In conclusion, the future of chronic pain treatment, based on studies already reporting positive results for osteoarthritis pain in companion animals, can look at Cannabinoids as a good solution for an alternative/complementary therapy to those currently used. In order to reach the objective of having effective “Cannabis-based” drugs on the market, the involvement of pharmaceutical industries is the next step, permitting Cannabis to pass from an academic application to the clinical application and to have a future in the marketing of registered Veterinary Medicinal Products. 


Brioschi et. al.: Oral Transmucosal Cannabidiol Oil Formulation as Part of a Multimodal Analgesic Regimen: Effects on Pain Relief and Quality of Life Improvement in Dogs affected by Spontaneous Osteoarthritis.

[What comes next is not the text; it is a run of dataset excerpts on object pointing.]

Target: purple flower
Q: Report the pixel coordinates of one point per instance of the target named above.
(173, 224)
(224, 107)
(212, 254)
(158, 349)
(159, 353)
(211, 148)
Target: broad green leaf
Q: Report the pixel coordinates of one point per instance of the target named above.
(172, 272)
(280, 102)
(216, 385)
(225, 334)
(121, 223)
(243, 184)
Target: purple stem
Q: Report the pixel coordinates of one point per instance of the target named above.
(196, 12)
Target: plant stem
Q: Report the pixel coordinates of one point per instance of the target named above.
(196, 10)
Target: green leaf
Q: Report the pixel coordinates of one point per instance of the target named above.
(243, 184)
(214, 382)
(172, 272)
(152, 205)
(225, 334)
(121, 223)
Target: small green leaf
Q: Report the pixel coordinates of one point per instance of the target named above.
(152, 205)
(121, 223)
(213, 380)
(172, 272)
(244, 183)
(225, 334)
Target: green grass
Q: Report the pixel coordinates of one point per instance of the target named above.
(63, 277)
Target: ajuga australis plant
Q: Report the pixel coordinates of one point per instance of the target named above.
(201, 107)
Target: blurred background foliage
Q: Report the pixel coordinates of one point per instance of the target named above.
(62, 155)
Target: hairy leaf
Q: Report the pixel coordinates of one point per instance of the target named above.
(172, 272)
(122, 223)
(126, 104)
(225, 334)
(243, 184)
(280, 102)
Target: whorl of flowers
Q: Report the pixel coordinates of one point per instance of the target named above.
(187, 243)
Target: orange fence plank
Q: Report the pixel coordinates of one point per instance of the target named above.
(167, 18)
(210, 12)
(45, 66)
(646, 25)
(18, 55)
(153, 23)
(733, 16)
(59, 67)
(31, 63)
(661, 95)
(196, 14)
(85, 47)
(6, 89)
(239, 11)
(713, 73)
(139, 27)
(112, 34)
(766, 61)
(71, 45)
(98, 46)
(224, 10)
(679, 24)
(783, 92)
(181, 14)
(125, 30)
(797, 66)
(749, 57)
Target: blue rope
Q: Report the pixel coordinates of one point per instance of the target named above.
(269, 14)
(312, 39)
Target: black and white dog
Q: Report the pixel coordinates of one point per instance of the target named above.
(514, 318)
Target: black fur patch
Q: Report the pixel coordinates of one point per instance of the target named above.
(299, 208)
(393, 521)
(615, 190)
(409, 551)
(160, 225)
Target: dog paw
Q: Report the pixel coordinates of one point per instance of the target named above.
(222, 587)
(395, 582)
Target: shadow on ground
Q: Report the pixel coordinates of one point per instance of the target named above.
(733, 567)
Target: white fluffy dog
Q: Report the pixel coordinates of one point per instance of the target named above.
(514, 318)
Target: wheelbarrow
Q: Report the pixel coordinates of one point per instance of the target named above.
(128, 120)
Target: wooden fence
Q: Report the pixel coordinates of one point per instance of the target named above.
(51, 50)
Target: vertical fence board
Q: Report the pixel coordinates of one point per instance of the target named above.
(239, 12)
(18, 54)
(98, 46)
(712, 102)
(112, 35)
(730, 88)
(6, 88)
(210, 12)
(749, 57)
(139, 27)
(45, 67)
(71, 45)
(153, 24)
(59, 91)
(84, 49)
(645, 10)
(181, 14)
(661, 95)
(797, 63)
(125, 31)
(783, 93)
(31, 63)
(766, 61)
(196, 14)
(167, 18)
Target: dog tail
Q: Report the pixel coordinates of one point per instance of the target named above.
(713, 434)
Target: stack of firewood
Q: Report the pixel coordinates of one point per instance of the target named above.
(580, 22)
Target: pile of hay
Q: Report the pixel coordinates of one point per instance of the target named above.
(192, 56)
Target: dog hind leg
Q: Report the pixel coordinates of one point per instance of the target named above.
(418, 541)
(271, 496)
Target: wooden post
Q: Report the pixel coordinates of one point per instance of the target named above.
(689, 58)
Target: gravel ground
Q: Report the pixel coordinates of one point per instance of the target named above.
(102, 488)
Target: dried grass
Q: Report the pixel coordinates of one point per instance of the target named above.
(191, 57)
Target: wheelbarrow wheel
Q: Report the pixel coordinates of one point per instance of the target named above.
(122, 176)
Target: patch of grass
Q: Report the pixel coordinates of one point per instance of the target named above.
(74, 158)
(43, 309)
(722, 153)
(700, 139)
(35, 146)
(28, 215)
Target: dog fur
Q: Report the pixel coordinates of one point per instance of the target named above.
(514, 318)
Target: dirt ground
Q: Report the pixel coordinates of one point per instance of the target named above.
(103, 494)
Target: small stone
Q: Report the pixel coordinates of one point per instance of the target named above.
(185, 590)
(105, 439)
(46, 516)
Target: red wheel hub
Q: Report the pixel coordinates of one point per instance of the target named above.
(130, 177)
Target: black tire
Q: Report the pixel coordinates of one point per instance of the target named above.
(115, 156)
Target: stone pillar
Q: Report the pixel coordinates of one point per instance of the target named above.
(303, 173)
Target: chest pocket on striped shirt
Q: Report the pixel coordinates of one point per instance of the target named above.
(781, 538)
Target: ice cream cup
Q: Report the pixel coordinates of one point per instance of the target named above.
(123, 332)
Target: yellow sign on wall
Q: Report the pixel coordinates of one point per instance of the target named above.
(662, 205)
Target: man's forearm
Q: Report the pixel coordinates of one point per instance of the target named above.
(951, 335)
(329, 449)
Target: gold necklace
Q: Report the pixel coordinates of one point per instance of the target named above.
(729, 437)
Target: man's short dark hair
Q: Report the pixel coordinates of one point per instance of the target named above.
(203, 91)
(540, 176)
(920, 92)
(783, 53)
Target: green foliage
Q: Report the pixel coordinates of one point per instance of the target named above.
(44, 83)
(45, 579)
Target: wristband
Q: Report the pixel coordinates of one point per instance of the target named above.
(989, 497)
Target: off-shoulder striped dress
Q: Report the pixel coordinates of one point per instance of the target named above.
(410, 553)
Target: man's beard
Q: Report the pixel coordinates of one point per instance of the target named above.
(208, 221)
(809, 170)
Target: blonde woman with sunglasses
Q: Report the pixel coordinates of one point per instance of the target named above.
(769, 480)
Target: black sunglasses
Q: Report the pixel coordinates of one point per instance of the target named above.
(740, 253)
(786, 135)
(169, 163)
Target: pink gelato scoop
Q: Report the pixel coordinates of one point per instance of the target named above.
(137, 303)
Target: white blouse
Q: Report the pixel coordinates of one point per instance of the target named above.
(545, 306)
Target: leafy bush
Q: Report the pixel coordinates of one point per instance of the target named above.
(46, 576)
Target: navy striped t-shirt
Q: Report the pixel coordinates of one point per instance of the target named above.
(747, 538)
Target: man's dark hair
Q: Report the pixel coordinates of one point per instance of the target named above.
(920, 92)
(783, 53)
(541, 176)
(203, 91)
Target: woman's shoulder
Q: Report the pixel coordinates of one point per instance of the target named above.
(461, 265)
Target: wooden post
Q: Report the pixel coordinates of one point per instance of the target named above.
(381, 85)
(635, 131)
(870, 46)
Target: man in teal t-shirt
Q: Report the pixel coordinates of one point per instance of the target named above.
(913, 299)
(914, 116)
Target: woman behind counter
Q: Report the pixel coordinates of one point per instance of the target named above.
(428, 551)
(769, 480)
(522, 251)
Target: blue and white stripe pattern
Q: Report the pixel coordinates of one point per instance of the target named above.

Animals 2020, 10, 1505 

Gamble et. al: Pharmacokinetics, Safety, and Clinical Efficacy of Cannabidiol Treatment in Osteoarthritic Dogs. Frontiers in Veterinary Science 2018, 5, 165. 

Cortés et. al.: The role of cannabinoids in pain modulation in companion animals. Frontiers in Veterinary Science 2023. 

Polidoro et. al.: Pharmacokinetics of Cannabidiol Following Intranasal, Intrarectal, andOral Administration in Healthy Dogs. Frontiers in Veterinary Science 2022. 

Verrico et. al.: A randomized, double-blind, placebo-controlled study of daily cannabidiol for the treatment of canine osteoarthritis pain. Pain, 161 (2020) 2191–2202.